The voluntary administration process is designed to assist insolvent companies satisfy their debts, by ensuring that they can either:
- Come to a formal arrangement with their creditors to pay those debts through a Deed of Company Arrangement (DOCA); or
- Be placed into liquidation, quickly and inexpensively.
The voluntary administration process maximises the chances of a company continuing to exist by giving it the opportunity to propose a DOCA to its creditors.
Why Choose Voluntary Administration?
A voluntary administration offers a collaborative approach to satisfying the company’s debts. It restrains creditors from enforcing their claims and can assist a company to trade out of short-term difficulties caused by cash-flow restrictions or one-off financial problems. When appropriate, it can also provide a way to restructure a business or the company itself to revive it to a healthier financial position.
How Does A Voluntary Administration Begin?
A voluntary administration begins when an appointment document is executed by either:
- The company directors after resolving that the company is, or is about to, become insolvent;
- A liquidator if a proposed DOCA will provide a better return to creditors than the continued liquidation; or
- A secured creditor after their finance agreement terms have been breached and the administrator consents to the appointment.
What Is the Voluntary Administration Process?

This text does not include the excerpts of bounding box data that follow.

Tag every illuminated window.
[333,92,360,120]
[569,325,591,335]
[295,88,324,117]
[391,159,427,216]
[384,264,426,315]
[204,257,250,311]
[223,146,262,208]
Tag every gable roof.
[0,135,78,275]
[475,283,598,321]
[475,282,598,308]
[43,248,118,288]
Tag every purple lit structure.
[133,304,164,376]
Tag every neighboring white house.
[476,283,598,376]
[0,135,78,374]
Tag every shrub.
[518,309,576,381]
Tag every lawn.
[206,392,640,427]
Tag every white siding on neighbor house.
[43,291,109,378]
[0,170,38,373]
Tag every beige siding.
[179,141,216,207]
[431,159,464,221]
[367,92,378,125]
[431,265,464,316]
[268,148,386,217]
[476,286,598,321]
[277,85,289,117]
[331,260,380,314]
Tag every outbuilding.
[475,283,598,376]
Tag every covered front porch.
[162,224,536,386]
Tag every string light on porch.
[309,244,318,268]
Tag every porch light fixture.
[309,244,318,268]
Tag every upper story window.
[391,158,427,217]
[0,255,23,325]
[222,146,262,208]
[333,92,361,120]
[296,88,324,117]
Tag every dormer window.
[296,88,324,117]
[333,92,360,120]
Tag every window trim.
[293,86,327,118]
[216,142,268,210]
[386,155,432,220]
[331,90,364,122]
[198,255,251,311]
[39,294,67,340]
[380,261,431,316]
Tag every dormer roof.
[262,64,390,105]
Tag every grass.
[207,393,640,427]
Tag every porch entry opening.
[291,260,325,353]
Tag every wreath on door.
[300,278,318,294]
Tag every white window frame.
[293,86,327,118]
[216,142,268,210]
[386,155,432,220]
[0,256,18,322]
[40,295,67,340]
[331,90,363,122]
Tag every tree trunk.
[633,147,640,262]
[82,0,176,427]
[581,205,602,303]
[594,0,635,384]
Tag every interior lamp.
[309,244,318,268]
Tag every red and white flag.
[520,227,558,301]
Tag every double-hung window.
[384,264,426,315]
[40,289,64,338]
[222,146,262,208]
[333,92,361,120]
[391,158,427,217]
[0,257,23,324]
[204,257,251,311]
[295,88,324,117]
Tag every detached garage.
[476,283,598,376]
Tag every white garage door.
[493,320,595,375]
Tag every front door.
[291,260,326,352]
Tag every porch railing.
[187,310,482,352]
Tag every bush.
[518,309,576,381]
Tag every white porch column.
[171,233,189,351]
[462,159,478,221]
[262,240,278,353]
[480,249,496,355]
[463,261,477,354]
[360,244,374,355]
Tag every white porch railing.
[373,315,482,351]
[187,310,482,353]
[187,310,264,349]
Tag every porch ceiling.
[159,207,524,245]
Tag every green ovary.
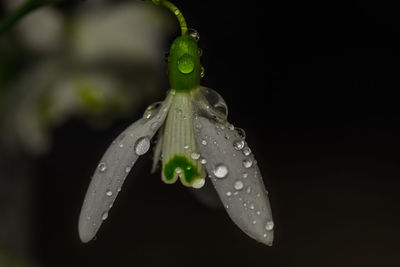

A voluntary administrator is appointed to control a company’s affairs. The administrator convenes two meetings of creditors. The first meeting is held within eight business days of the appointment. The second meeting is usually held within 20 to 30 business days after the appointment. At the second meeting, creditors will choose the option they believe will best serve their interests. The two most common outcomes of a voluntary administration are a DOCA’s execution or the company’s liquidation.
What Does A Voluntary Administrator Do?
The voluntary administrator will:
- Take control of the company’s assets;
- Investigate the company’s affairs;
- Report any offences to the Australian Securities and Investments Commission (ASIC);
- Assist the directors to formulate a DOCA proposal;
- Report to creditors on the course of action that gives for the best outcome for creditors; and
- Call the required meetings of creditors to decide the company’s future.
When Does A Voluntary Administration End?
The voluntary administration ends when:
- A DOCA is fully executed;
- The creditors resolve to wind up the company;
- The creditors resolve that the voluntary administration should end;
- The court orders that the administration is to end;
- The approved DOCA is not signed within 15 business days of the second meeting;
- The period for calling the second meeting ends without the meeting being called; or
- The court appoints a liquidator to the company.